La réponse à cette interrogation tout à fait importante et légitime,  nous permettrait de connaître, si pour notre protection sanitaire, nos dirigeants (l’ARS, la préfecture et ses services, les collectivités locales, les professionnels et les structures de santé, les chefs d’entreprises...) ont navigué à vue et improvisé en permanence, ou si au contraire, ils avaient à leur disposition un cadre règlementaire prédéfini et élaboré selon les consignes  du guide de déclinaison territorial et des fiches missions adaptées à la situation locale  pour chaque acteur.

Par ailleurs, dans la mesure où le préfet de La Réunion est en même temps préfet de région et préfet de la zone de défense et de sécurité, et que le directeur général de l’ARS de la Réunion est aussi directeur général de l’agence régionale de santé de zone (ARSZ) et, compte tenu que c’est la même circulaire citée plus haut qui demandait à ces deux hauts fonctionnaires de décliner un plan pandémie Zonal pour le 30 juin 2013, peut-être que ces deux autorités administratif et sanitaire pourraient informer  les Réunionnais qui ont de la famille sur Mayotte et sur les terres australes et antarctiques sur les dispositions contenues dans ce document pour ces territoires faisant partie intégrante de la zone de sécurité et de défense de l’Océan indien.

Nous souhaitons que le Conseil Consultatif Citoyen  réalise ce rapport officiellement, puisque qu’il est né d’une création légale du conseil régional et qu’il a été officiellement présenté aux plus hautes autorités de l’Etat.
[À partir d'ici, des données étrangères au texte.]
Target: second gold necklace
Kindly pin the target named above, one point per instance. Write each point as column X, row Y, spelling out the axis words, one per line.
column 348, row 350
Pour le moment, il nous semble que seule cette structure  citoyenne est en mesure d’établir, objectivement et sans  concession un tel document, car pas encore contaminé par l’entre soi, par le système, ou par le réseau.

En réalité, la réussite d’un tel ouvrage apporterait une vérité sur les difficultés de gestion locale de cette crise sanitaire, mais elle démontrerait également la capacité de la jeunesse réunionnaise diplômée à intégrer pleinement le monde d’après annoncé par le Président de la République.